Por supuesto, el doctor Joshua Christian no era uno de esos dos que ya había descartado. Después de leer una profusión de notas e informes sobre él, ese hombre la intrigaba. Ese individuo había forjado frases memorables, dignas de darse a conocer y, además, le parecía sumamente satisfactorio el nombre que él había dado a la depresión y falta de esperanzas cada vez mayores, que habían empezado a expandirse por todo el país treinta años antes: la neurosis del milenio.

Pero no iba a ser nada fácil investigarle. Ya había sopesado los aspectos negativos señalados en la carpeta. En su círculo profesional era considerado como un rebelde y no era demasiado aceptado ni respetado por sus colegas. Por otra parte, sus actitudes no eran siempre muy consistentes y su campo de acción era tan reducido que inducía a creer que sus pensamientos se movían también en un campo muy reducido. Existía alguna posibilidad de que sufriera del complejo de Edipo. La doctora Carriol no tenía muy buena opinión de los hombres de más de treinta años, que todavía vivían con su madre y que jamás se habían aventurado a tener una aventura sexual con un hombre o una mujer. Aunque ella era frígida, consideraba, al igual que la mayoría de la gente, que el celibato voluntario era mucho más difícil de comprender que cualquier otra alternativa sexual, incluso las perversiones más extremas. La fuerza necesaria para resistirse a las necesidades primarias de uno mismo era mucho más sospechosa que la debilidad de sucumbir a ellas o de evitarlas. Y los ojos de Joshua Christian no eran los ojos de un hombre frío o insensible…
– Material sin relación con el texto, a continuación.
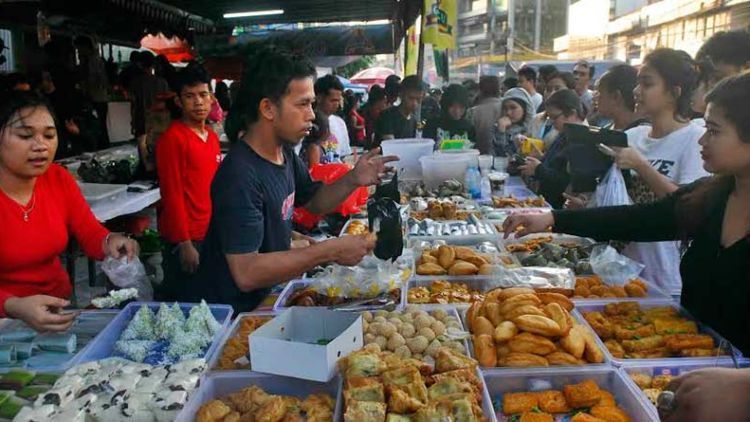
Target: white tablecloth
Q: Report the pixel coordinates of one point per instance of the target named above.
(127, 203)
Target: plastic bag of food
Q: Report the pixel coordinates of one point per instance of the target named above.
(612, 267)
(384, 217)
(125, 274)
(612, 190)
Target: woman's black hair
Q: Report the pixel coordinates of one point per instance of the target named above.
(694, 208)
(16, 101)
(567, 101)
(622, 78)
(454, 94)
(267, 74)
(677, 69)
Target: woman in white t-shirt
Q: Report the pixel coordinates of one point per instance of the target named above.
(662, 156)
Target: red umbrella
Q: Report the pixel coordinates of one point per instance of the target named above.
(175, 49)
(372, 76)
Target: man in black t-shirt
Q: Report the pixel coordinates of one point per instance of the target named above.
(247, 248)
(399, 122)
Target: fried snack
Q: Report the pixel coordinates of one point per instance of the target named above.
(593, 354)
(674, 326)
(584, 394)
(359, 411)
(643, 344)
(562, 358)
(661, 381)
(524, 360)
(523, 310)
(357, 228)
(679, 342)
(553, 401)
(215, 410)
(514, 403)
(643, 381)
(558, 298)
(492, 312)
(536, 417)
(429, 268)
(585, 417)
(481, 326)
(538, 325)
(504, 331)
(446, 256)
(444, 292)
(484, 349)
(462, 268)
(615, 348)
(531, 343)
(610, 413)
(560, 316)
(506, 294)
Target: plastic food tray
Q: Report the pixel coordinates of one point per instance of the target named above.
(672, 368)
(703, 329)
(654, 293)
(348, 223)
(497, 258)
(528, 380)
(88, 326)
(229, 333)
(576, 316)
(103, 345)
(219, 384)
(295, 285)
(459, 239)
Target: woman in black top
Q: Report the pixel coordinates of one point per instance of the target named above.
(714, 214)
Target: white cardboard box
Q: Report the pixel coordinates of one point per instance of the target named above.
(287, 345)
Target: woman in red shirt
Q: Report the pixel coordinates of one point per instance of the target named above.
(41, 206)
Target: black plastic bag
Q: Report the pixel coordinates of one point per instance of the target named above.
(384, 219)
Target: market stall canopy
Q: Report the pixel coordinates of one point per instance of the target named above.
(175, 49)
(124, 21)
(296, 10)
(372, 76)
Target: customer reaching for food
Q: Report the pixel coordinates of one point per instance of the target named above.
(41, 207)
(713, 212)
(261, 180)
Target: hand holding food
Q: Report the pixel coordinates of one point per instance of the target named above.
(40, 312)
(532, 223)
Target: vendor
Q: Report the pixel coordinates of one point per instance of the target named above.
(41, 207)
(452, 122)
(247, 248)
(713, 212)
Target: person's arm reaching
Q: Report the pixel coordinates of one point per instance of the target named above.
(253, 271)
(645, 223)
(630, 158)
(369, 170)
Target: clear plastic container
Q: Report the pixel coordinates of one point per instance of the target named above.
(229, 333)
(220, 384)
(438, 168)
(648, 304)
(578, 318)
(103, 345)
(670, 367)
(529, 380)
(409, 151)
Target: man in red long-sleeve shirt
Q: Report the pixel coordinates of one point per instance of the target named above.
(187, 157)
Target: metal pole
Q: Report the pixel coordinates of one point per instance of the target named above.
(537, 25)
(511, 29)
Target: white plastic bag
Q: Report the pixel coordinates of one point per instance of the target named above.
(612, 190)
(126, 274)
(612, 267)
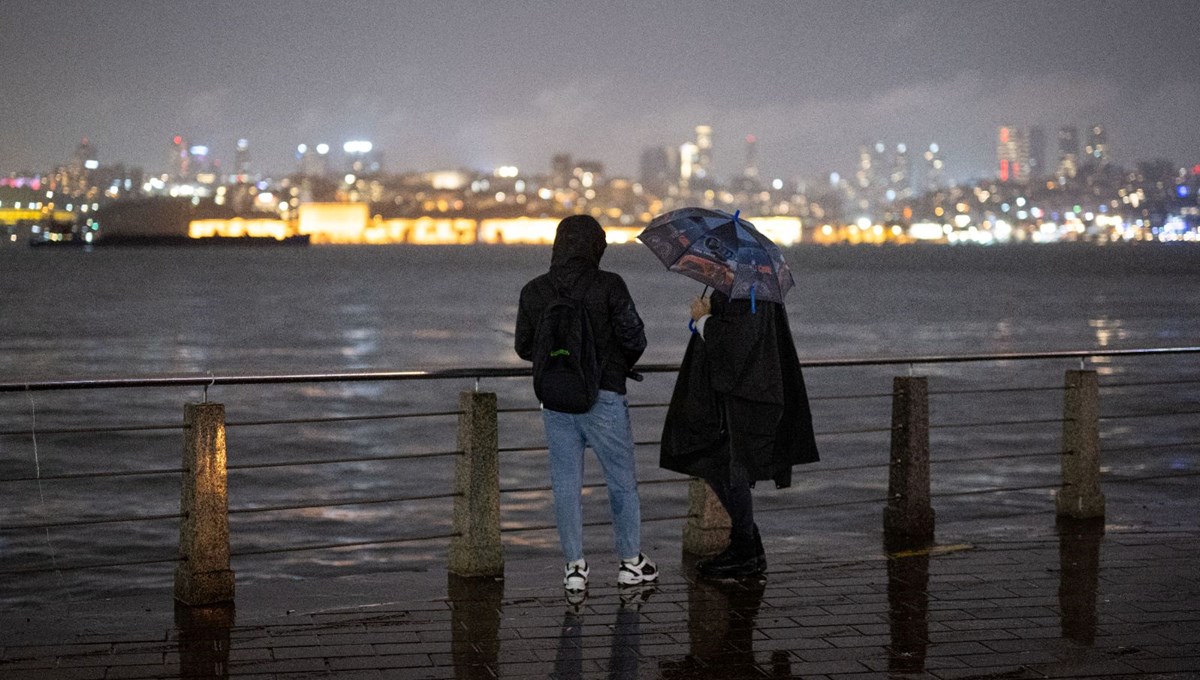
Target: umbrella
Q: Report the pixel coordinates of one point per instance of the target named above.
(719, 250)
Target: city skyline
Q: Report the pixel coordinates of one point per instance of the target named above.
(468, 88)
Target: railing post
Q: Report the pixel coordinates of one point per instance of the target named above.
(909, 516)
(1080, 493)
(203, 576)
(475, 548)
(707, 530)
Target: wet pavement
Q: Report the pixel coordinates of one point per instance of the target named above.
(1038, 600)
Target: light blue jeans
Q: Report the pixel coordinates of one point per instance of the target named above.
(607, 431)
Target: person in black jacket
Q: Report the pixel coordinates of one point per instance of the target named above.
(619, 342)
(739, 414)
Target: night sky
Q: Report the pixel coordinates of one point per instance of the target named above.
(449, 84)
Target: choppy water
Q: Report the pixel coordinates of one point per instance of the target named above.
(137, 312)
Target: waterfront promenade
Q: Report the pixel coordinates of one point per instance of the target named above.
(1031, 572)
(1024, 601)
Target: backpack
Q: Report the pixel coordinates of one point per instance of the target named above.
(565, 367)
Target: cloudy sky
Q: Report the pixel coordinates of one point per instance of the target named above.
(448, 84)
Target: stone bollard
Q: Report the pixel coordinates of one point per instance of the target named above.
(707, 530)
(909, 516)
(204, 577)
(1080, 495)
(475, 548)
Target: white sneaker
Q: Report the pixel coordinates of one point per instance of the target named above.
(575, 578)
(634, 572)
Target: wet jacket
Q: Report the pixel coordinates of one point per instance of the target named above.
(739, 392)
(618, 330)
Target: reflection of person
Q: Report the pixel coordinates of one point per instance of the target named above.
(721, 619)
(739, 414)
(621, 340)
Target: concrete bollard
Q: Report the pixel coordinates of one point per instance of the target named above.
(204, 577)
(475, 549)
(1080, 495)
(909, 516)
(707, 530)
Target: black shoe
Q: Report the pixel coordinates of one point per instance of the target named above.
(759, 551)
(737, 560)
(743, 566)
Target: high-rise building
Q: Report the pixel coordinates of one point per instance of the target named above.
(178, 160)
(1068, 152)
(82, 162)
(900, 178)
(689, 160)
(561, 170)
(241, 161)
(1013, 154)
(751, 169)
(870, 178)
(202, 167)
(1097, 144)
(312, 161)
(1038, 151)
(935, 168)
(703, 167)
(361, 157)
(659, 169)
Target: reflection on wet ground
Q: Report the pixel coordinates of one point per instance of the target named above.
(1071, 600)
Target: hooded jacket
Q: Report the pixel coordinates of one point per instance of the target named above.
(619, 334)
(739, 392)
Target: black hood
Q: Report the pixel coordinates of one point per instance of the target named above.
(579, 245)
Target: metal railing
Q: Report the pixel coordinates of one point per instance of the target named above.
(909, 497)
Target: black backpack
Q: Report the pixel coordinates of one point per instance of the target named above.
(565, 367)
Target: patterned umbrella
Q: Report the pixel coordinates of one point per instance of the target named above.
(719, 250)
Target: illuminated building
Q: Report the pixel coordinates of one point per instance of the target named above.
(361, 157)
(935, 168)
(178, 160)
(689, 157)
(561, 170)
(702, 169)
(900, 178)
(659, 169)
(202, 167)
(1037, 154)
(869, 184)
(1097, 144)
(312, 161)
(241, 161)
(1013, 152)
(1068, 152)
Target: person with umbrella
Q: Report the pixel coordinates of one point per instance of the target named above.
(739, 410)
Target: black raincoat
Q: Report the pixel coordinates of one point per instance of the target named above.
(739, 392)
(618, 330)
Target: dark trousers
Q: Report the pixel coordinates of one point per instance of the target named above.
(732, 488)
(731, 485)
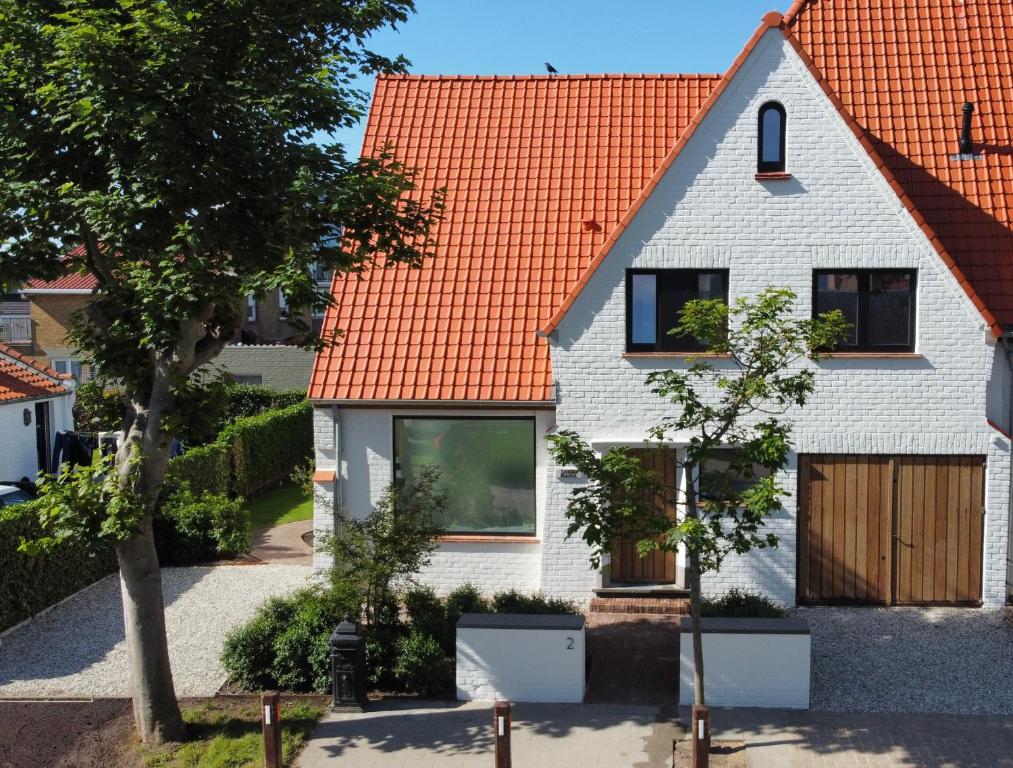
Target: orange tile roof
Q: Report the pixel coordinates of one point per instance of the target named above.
(72, 282)
(539, 171)
(21, 378)
(904, 69)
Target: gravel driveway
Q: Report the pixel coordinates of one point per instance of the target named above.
(911, 660)
(78, 648)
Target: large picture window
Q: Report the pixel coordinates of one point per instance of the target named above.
(879, 304)
(486, 468)
(655, 297)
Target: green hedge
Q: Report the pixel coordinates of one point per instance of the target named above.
(31, 584)
(267, 447)
(250, 455)
(207, 469)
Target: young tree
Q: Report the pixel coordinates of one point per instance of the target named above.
(730, 417)
(181, 145)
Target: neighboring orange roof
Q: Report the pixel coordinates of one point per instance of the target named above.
(774, 20)
(904, 69)
(21, 378)
(72, 282)
(539, 171)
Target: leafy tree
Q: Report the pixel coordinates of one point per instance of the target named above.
(176, 144)
(733, 410)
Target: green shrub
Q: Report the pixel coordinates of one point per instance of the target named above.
(517, 602)
(198, 529)
(422, 666)
(742, 604)
(98, 409)
(266, 448)
(465, 599)
(31, 584)
(287, 644)
(427, 614)
(205, 469)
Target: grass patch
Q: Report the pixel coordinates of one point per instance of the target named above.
(286, 504)
(224, 734)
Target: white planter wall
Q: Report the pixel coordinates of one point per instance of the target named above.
(521, 658)
(760, 663)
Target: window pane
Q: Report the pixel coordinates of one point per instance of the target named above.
(643, 290)
(717, 479)
(771, 150)
(840, 291)
(486, 468)
(889, 309)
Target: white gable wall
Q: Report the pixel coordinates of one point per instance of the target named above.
(708, 211)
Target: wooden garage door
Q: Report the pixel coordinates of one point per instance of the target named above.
(890, 529)
(657, 567)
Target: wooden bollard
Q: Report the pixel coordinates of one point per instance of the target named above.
(270, 714)
(500, 726)
(701, 737)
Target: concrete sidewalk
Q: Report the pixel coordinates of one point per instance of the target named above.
(450, 735)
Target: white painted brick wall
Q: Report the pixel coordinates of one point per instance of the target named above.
(709, 212)
(281, 367)
(18, 454)
(366, 469)
(836, 212)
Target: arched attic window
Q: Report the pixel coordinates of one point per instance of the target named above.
(770, 147)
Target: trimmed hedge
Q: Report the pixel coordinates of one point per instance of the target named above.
(31, 584)
(250, 455)
(267, 447)
(206, 469)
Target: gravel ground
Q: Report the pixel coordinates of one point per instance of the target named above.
(912, 660)
(78, 648)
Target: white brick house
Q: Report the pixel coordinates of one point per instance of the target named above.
(661, 174)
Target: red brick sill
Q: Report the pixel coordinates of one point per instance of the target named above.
(873, 355)
(464, 539)
(676, 355)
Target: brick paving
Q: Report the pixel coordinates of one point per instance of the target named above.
(780, 739)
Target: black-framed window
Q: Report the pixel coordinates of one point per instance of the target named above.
(879, 304)
(486, 469)
(770, 144)
(655, 297)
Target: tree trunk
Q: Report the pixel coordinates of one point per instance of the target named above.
(694, 579)
(141, 464)
(156, 711)
(694, 576)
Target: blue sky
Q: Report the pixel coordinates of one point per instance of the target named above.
(518, 36)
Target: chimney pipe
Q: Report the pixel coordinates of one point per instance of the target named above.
(966, 145)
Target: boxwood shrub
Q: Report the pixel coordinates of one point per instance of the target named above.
(31, 584)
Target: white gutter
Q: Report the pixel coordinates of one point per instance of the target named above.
(57, 292)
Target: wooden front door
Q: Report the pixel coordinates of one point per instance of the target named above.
(657, 567)
(890, 529)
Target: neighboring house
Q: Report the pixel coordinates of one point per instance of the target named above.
(35, 403)
(583, 211)
(54, 304)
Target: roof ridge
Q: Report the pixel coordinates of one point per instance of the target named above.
(556, 78)
(32, 365)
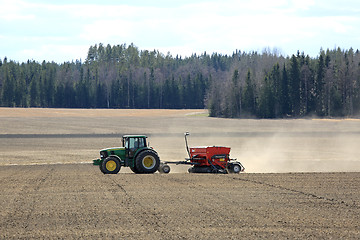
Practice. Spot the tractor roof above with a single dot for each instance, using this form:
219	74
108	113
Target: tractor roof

No podía presentarse en su clínica sin más, porque él podía mirarla con desconfianza. Tampoco debía mencionarle la palabra «Washington», ya que la opinión que tenía de la capital y de su burocracia no era exactamente hostil, pero sí bastante desconfiada. Por otra parte, aunque ella renovara sus contactos con los psicólogos de la Universidad de Chubb, no era demasiado probable que él la invitara. No sabía qué forma de acercamiento debería utilizar, pero, desde luego, debería ser muy natural y lejos de toda sospecha.

Ya era hora de volver a casa, hora de volver a la calle y de toparse con alguno de los diarios suicidios en su camino hacia la parada del maldito autobús. Se dijo a sí misma que aquello no iba a durar siempre y que algún día ella se contaría entre los pocos privilegiados, que podían ir de casa al trabajo en coche. Para la población en general, los coches sólo estaban permitidos durante las vacaciones y por un máximo de cuatro semanas anuales. Era sensato que las vacaciones se hubieran convertido en un precioso interludio, ansiosamente esperado y que finalizara entre lágrimas y suspiros apesadumbrados. En la historia de los Estados Unidos, ningún gobierno había prestado tanta atención como el actual a la sensibilidad de los ciudadanos, pero ningún gobierno de los Estados Unidos había sido tampoco tan deprimente. Por eso, había sido tan necesario organizar la Operación de Búsqueda.

Georgetown era su hogar y le resultaba encantador. Como esa parte del país todavía no era exageradamente fría en invierno, la doctora Carriol había decidido no proteger con tablones las ventanas de su pequeña casita de ladrillos, para poder gozar durante todo el año de la deliciosa vista de la encantadora calle bordeada de árboles y de las viejas casas que se alineaban en la vereda de enfrente.